Fifty cents would go a long way to making longtime XRP investors whole and earning handsome returns on long-held investments. It would also limit Ripple Labs’ need to liquidate funds held in escrow that it uses to continue operations. The company has access to a billion XRP every month but rarely needs that much. A massive price increase would limit their need even more.

Ripple: One in a Sea?

Notable banks and insurance companies have chosen to use other platforms to conduct their blockchain operations. Ripple charges on, but will there be a world where it must be Ripple? This is an important existential question. Most blockchains, Ripple included, will retain value in the coming years as the space develops and companies stake their claim.

All things being equal, where will Ripple stand given the following questions:

  • What if central banks, for example, begin to issue stablecoins?
  • What if most banks, for example, start using those instead of any privately issued bank coin?
  • What if most banks develop their own ledger, as JP Morgan did?

Anything is equally possible.

The risk run by the Ripple supporter is that eventually there is no need for Ripple. The preferred vision is quite the opposite: Ripple will be at the basis of all the critical trades. This will create demand and value for it – at some point.

Without that, though, what is there?

Becoming The One True Bank Coin

The answer to the aforementioned question, for Ripple, is not much. For Ripple to thrive, banks will need to rely on it. People will need to use it to settle accounts. Things will need to happen. This is the nature of blockchains: they must have present demand. In Ripple, this demand will be born from banks and people alike. That is the dream anyway.

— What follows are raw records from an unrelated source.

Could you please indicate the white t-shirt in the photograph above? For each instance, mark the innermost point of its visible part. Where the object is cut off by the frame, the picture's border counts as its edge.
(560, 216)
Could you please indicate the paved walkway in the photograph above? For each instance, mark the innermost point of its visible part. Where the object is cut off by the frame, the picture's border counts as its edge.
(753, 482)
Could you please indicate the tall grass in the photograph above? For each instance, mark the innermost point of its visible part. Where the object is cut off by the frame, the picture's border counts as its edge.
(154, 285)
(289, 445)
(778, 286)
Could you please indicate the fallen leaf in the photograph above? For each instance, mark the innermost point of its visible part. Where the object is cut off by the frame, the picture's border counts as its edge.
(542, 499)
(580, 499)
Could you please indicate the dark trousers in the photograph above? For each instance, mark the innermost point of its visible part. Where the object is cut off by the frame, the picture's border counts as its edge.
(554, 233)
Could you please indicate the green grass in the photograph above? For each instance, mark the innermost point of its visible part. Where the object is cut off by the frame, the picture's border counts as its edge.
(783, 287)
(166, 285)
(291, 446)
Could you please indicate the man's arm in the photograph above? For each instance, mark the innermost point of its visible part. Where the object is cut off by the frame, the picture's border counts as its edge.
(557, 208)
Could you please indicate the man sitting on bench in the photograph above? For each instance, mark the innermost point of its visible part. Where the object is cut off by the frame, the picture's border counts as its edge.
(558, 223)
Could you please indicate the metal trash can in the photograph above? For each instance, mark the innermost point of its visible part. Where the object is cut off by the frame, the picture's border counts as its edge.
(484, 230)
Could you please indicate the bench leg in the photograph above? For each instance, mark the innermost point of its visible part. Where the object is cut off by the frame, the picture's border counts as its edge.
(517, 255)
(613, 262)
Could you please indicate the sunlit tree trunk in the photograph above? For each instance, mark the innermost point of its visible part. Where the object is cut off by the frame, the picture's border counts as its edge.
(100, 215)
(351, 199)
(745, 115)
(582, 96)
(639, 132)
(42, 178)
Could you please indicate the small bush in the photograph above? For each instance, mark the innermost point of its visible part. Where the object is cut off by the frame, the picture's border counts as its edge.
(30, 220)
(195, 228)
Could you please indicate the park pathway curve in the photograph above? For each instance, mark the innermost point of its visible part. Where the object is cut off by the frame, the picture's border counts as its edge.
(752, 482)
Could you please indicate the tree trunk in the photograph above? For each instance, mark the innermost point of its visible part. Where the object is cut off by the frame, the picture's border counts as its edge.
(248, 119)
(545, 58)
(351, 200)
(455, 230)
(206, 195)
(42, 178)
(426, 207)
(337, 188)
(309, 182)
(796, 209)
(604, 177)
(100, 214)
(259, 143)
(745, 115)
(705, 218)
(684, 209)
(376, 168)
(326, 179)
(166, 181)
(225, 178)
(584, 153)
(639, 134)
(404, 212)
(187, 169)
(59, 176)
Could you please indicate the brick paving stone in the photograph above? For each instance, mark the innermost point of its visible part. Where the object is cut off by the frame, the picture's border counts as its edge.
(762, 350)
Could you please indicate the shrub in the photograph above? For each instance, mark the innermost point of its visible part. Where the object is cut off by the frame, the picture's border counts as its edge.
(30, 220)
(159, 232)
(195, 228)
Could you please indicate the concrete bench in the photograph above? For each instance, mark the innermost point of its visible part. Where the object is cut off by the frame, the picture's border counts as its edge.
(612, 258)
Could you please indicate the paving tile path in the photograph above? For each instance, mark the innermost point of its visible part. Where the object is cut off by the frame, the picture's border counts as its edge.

At this point, Ripple and Stellar are each one in a sea of payment platforms. Companies coming into the space don’t have to go with one or the other – they can go with many or any. This presents a problem for people who’d like to see their blockchain grow. A massive variety of blockchains are available to incoming companies, which means that loyalty anyone can’t be rightly expected.

Most choose Ethereum, yet usage of ETH is light compared to EOS or Tron.

The situation creates a problem. If companies overwhelmingly choose Ethereum but ETH gets the least usage, what is a real picture of demand for the blockchain? Moreover, if Ethereum has to scale to allow for the influx of new users, what hope do blockchains in general have?

In any case, many tokens seek to solve the problem that XRP purports to solve. Ripple competes in a sea of tokens vetted for their purposes – things like stablecoins. Looking ahead, we’re likely to hear more news of Ripple partnering with new entities. But will Ripple achieve the dominance it needs to be the single global banking digital ledger? That much the future holds.